For Maisie, it was a floating paradise but she didn’t know then that the ship would take its place in world history. It was to become the tomb for more than double the number of people lost in the Titanic and Lusitania disasters combined.
During WWII, the Lancastria was used for cargo before becoming a troopship, the HMT Lancastria, which was sunk by German fire off the coast of France in 1940 with the loss of between 4,000 and 6,000 lives.
In 1947, Maisie married Padraig O’Nualláin, a national school teacher from Dublin. Their engagement and subsequent wedding in Terenure were documented in The Irish Times. The Times outlined the bride’s “flame coloured two-piece ensemble” and her floral headdress. Her sister Kay attended her in an outfit of powder blue.
Seventeen years after his death, Maisie’s face still lights up when she speaks of her beloved husband. The couple honeymooned in Glengarrif but because of petrol rationing, it wasn’t as carefree as they might have hoped.
“We got to the Victoria Hotel on the outskirts of Cork but we had to push the car for the last bit,” she laughs.
Maisie’s fun-loving disposition is evident within moments of meeting her. She shows photos of her and Padraig at fancy dress parties and a dance schedule from the British Pharmaceutical Conference Ball held in 1956, which appealed to her love of dance. “There was lots to do,” she says.
While the hardships of the 1950s didn’t go unnoticed, Maisie’s business didn’t suffer unduly, with people still requiring medicine.

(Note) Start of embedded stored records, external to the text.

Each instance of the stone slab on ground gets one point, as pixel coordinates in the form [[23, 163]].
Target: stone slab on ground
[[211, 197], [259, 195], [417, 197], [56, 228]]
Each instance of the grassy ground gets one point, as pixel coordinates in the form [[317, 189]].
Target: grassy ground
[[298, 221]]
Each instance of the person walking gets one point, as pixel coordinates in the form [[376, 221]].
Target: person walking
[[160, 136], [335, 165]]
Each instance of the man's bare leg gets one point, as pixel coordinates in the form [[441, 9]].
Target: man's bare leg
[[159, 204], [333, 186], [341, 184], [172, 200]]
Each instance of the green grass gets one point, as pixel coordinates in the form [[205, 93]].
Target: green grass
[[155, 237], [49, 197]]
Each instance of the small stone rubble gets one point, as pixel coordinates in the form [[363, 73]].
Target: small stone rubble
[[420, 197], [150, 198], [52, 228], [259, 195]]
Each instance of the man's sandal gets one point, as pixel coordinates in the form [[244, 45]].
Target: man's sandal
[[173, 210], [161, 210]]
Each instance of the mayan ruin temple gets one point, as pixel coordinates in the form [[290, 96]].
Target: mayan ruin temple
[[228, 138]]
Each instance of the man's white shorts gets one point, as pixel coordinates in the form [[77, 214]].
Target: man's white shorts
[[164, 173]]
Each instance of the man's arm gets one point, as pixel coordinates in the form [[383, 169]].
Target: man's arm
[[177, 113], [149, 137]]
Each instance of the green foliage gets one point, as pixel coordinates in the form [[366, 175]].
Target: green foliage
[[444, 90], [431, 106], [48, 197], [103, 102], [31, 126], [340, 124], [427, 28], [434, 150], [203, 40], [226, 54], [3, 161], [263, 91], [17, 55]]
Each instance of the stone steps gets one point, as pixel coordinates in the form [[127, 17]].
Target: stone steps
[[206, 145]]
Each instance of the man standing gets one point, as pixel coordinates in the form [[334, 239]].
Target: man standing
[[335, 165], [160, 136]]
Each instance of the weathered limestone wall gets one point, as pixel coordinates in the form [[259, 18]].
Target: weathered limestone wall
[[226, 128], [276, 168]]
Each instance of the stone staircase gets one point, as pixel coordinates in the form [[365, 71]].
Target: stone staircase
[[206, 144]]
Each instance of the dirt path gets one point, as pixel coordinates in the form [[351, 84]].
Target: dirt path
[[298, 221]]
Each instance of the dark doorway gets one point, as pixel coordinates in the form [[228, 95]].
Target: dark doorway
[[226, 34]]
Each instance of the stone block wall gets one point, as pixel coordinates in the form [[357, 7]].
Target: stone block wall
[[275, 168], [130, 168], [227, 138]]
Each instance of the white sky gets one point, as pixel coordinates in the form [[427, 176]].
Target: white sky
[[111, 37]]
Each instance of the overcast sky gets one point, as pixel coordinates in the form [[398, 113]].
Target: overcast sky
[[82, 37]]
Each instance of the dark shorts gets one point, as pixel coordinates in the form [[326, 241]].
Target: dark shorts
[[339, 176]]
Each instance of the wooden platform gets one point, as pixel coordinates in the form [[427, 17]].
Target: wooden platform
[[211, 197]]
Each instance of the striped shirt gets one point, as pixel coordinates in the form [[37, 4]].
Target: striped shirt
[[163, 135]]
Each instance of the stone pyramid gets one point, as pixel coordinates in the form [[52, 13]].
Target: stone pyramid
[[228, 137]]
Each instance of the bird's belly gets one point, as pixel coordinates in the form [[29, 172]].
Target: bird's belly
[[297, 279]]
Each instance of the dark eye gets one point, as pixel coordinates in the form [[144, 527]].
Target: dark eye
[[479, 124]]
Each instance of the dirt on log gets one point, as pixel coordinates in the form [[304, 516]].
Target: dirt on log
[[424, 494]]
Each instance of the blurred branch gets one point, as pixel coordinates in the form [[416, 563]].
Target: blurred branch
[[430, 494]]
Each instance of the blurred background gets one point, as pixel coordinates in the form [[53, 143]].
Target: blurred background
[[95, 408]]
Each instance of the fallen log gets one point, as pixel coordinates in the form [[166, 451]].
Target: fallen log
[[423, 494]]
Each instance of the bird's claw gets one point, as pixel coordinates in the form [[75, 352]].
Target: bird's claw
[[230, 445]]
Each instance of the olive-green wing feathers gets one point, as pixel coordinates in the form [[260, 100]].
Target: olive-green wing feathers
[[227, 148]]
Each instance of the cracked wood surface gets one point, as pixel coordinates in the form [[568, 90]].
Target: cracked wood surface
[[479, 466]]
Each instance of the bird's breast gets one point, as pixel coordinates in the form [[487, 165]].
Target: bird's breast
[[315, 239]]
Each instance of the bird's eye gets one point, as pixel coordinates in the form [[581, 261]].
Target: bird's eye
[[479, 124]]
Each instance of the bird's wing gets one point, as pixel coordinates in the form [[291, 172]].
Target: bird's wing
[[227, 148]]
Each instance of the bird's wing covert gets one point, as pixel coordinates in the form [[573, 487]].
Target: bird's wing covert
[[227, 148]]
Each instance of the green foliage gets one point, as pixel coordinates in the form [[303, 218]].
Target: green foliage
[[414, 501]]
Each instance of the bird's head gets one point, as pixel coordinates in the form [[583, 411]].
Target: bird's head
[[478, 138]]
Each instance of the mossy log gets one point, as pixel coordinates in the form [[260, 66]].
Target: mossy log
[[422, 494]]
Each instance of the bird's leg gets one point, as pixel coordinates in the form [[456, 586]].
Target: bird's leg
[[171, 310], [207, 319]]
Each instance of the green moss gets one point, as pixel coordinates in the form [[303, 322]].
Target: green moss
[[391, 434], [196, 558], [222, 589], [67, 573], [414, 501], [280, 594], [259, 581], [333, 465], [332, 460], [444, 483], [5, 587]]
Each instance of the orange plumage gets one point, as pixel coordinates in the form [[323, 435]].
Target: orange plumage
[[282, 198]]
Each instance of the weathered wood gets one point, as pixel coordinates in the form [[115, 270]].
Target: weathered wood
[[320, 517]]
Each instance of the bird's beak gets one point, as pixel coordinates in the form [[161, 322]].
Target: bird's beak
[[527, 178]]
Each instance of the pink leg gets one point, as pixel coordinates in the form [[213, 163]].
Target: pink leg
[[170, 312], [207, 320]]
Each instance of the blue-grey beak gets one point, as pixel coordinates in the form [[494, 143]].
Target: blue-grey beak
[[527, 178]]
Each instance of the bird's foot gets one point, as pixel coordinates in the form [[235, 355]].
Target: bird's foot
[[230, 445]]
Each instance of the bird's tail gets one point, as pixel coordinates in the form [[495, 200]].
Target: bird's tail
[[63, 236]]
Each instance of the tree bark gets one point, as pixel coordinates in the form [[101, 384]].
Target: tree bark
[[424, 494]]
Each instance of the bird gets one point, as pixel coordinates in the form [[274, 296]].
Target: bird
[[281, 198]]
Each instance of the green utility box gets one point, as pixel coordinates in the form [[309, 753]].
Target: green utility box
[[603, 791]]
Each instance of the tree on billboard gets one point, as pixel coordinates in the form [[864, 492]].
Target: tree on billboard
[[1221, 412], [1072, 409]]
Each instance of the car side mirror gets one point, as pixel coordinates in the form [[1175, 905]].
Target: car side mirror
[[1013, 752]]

For all her fun, she worked hard in the shop, occupied from 9am to 6.30pm from Mondays to Saturdays and half days on Sundays. She retired in the 1970s and dedicated more time to golf and bridge.
Maisie was lady captain of Castle Golf Club in Rathfarnham, from which she received birthday wishes, but it was her love of bridge that helped her transition to life in Clare, joining two clubs when she arrived here five years ago.
Now she tends not to go out to play but neighbours and friends call to the house for the occasional game.
Looking back on her life, there were many highlights but Maisie has managed to whittle them down. “I must say the cruise was hard to beat,” she concludes.